Adding crowdsourcing and gamification to Big Data? That’s the combination that is at the heart of start-up Kaggle, a platform for predictive modelling and analytics competitions. The idea is quite simple: companies and researchers post their data and statisticians and data miners from all over the world compete to produce the best models. So far organizations such as NASA, Wikipedia, Deloitte and Allstate have been using Kaggle and its competitions. By far the most lucrative prize on Kaggle is a $3 million reward offered by Heritage Provider Network to the person who can most accurately forecast which patients will be admitted to a hospital within the next year by looking at their past insurance claims data. More than 1,000 people have downloaded the anonymized data that covers four years of hospital visits and they have until April 2013 to post answers.
This crowdsourcing approach is especially interesting for companies experimenting with big data or companies who are eager to find out what the data they already own can tell them. Kaggle offers a community of data scientists from quantitative fields such as computer science, statistics, econometrics, maths and physics to crunch the numbers for you. There are three ways companies can use Kaggle to put their data to work:
Identify is all about posting a sample of your dataset to the Kaggle community and let members explore the data, post comments and conduct analyses. Winning ideas are determined from a pool of the highest-voted proposals by a panel of judges, consisting of data scientists from the host organization and the Kaggle data science team. In Analyze-mode it all revolves around your data and a specific question. Set out the data-mission (public of privately with selected contenders) and a prize and let the community come up with answers. Finally in Implement-mode the Kaggle engine enables you to implement the winning model(s) from your competition and integrate them into existing systems.
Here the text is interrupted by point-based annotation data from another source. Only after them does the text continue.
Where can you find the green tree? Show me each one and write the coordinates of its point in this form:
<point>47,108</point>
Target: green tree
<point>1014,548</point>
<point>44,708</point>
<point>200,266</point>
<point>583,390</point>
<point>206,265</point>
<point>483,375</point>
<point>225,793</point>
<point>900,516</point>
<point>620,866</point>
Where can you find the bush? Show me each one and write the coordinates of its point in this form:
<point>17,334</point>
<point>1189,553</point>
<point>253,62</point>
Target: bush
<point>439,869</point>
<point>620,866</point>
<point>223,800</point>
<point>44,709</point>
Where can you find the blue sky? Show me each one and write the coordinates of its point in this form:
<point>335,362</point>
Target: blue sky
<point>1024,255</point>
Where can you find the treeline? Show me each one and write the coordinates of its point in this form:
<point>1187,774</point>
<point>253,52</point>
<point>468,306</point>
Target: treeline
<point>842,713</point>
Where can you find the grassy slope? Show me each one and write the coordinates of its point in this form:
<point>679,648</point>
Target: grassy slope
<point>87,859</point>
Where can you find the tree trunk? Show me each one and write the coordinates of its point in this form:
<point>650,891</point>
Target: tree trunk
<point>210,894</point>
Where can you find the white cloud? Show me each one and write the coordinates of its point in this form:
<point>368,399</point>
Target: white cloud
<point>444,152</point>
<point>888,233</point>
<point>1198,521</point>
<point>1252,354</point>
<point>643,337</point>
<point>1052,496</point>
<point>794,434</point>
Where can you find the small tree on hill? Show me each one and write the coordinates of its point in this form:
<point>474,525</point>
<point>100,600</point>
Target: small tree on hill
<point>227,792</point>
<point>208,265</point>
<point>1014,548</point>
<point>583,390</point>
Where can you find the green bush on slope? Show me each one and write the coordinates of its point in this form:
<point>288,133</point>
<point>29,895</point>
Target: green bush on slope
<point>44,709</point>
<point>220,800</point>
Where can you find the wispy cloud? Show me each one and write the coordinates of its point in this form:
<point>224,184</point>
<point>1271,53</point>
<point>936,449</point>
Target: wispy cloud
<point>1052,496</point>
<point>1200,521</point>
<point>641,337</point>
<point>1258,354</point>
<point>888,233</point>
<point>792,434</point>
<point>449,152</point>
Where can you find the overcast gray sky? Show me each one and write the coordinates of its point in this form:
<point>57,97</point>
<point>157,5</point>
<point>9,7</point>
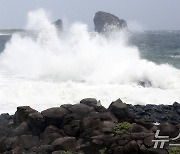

208% prediction improvement
Dunnhumby, a U.K. firm that does analytics for supermarket chains, was looking to build a model to predict when supermarket shoppers will next visit the store and how much they will spend. Players in this data competition (also take a look at the competition page) were given a data set that included details of every visit made by 100,000 customers over a year. Customers were identified only by number and amount spent on a given date. Based on one year’s worth of purchasing data, players had to predict when each of the 100,000 customers would next visit the store, and how much they would spend on that visit.
Around 2000 entries entered the $10,000 prize competition over the course of two months. The winning entry, by D’yakonov Alexander a 32-year-old associate professor of mathematics at Moscow State University who used a method that gave more weight to recent visits to predict the next visit, was 208% more accurate than the existing benchmark.
Kaggle offers a way to gain insights in owned data and how to put this data to work in the future. A lot of businesses struggle with a lack of expertise and experience when it comes to big data, with Kaggle data experts are within close reach. Also, the most talented people often work for the biggest companies so Kaggle is especially interesting for smaller companies who do not have a in-company data scientist. Kaggle offers a community with experts that you can tap into without having to hire anyone. And if you decide to hire a data scientist, take a look at the Kaggle leaderboard. The Top 10 should have some interesting candidates for the position.